The House voted 318-109 to approve legislation that essentially keeps government agencies and programs from shutting down. It holds off lapses in service and furloughs for government employees through September 30th while the two sides continue to debate.

This comes in conjunction with the ‘sequester’ bill that was already passed by the senate which keeps $85 billion in spending cuts in place. The Pentagon alone is set to share $46 billion of that.

While the House was able to keep the government from partially shutting down, there is still considerable ground to cover before Democrats and Republicans reach an agreement on the budget. Chairman of the House Budget Committee, Paul Ryan (R-WI), proposed a non-binding budget resolution that passed 221-207 almost exclusively along party lines. Unlike the Democrats’ proposal, Ryan’s budget aims to reduce the deficit over a 10-year period, eliminating it entirely by 2023.

Democrats, on the other hand, propose a budget that would have a deficit of $400-$600 billion over the next decade. Democrats argue that this would be economically sustainable, which it would, assuming the U.S. economy grows at the same rate for the next decade. In this point the flawed thinking of the Democrats’ budget plan is revealed.

If the GDP growth of the U.S. could be said to be the same for the rest of the future, there would be no reason to eliminate the deficit or any of the debt level of the economy. The only reason the debt level becomes a liability is when the future growth rate of the U.S. economy is not above the level the debt is growing, and the U.S. is forced to renege on payments.

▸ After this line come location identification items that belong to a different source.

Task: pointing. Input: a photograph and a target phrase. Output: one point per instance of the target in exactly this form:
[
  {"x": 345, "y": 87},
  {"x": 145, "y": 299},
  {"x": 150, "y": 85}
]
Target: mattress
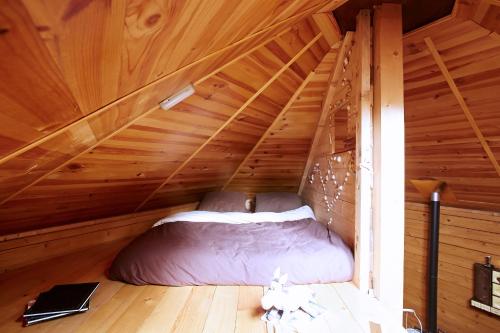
[{"x": 213, "y": 253}]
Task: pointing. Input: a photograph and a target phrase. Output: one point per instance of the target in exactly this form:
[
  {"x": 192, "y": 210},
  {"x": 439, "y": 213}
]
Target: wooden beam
[
  {"x": 327, "y": 106},
  {"x": 456, "y": 92},
  {"x": 158, "y": 81},
  {"x": 389, "y": 159},
  {"x": 328, "y": 26},
  {"x": 364, "y": 153},
  {"x": 116, "y": 131},
  {"x": 228, "y": 121},
  {"x": 68, "y": 161},
  {"x": 17, "y": 250},
  {"x": 270, "y": 128}
]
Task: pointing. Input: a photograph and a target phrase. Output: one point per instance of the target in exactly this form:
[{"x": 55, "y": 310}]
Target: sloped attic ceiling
[
  {"x": 441, "y": 141},
  {"x": 82, "y": 136}
]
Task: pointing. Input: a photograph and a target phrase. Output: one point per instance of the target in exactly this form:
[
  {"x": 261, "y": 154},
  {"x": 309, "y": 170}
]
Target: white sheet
[{"x": 304, "y": 212}]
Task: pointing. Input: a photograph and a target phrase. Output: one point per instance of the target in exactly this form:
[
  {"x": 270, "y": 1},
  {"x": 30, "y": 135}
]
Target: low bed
[{"x": 235, "y": 248}]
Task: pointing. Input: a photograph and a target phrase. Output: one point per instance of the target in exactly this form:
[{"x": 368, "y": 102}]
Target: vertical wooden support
[
  {"x": 364, "y": 153},
  {"x": 388, "y": 191}
]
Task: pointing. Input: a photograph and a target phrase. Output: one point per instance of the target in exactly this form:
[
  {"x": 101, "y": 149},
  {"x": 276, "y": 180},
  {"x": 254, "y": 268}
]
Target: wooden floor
[{"x": 119, "y": 307}]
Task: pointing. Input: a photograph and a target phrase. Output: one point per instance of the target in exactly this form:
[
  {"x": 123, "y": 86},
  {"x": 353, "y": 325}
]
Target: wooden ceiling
[
  {"x": 443, "y": 140},
  {"x": 82, "y": 137},
  {"x": 81, "y": 134}
]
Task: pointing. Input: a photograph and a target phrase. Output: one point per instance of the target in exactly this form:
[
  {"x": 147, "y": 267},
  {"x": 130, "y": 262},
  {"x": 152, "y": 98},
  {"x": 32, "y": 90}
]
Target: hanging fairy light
[{"x": 329, "y": 179}]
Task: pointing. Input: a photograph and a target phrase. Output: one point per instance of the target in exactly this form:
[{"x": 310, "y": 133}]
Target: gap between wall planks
[
  {"x": 126, "y": 125},
  {"x": 456, "y": 92},
  {"x": 157, "y": 81},
  {"x": 17, "y": 250},
  {"x": 327, "y": 105},
  {"x": 270, "y": 128},
  {"x": 241, "y": 109},
  {"x": 388, "y": 157}
]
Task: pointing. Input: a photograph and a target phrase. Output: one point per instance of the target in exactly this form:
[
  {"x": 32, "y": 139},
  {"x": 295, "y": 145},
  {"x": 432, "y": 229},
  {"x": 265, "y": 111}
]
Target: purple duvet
[{"x": 186, "y": 253}]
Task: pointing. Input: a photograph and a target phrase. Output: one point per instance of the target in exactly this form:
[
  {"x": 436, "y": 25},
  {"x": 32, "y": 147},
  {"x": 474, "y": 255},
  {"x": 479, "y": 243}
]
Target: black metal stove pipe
[{"x": 433, "y": 263}]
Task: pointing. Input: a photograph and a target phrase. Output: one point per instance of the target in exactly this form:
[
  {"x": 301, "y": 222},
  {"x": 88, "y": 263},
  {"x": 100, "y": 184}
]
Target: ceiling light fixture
[{"x": 177, "y": 98}]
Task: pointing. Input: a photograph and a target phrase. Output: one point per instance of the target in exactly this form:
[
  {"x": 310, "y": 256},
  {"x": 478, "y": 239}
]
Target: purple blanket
[{"x": 186, "y": 253}]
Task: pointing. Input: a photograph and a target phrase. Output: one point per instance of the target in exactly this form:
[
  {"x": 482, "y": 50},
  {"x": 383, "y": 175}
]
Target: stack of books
[{"x": 60, "y": 301}]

One way or another, the Republicans will drive a resolution through or Democrats will find some way of drawing Republicans to their side. One budget says that we cannot keep accumulating debt at current levels or possibly even lower. The other side says we have nothing to worry about in the near future, and we would be wise to take on a optimal level of debt to spur on growth in the economy.

Whichever is successful is telling of the mindset of the nation.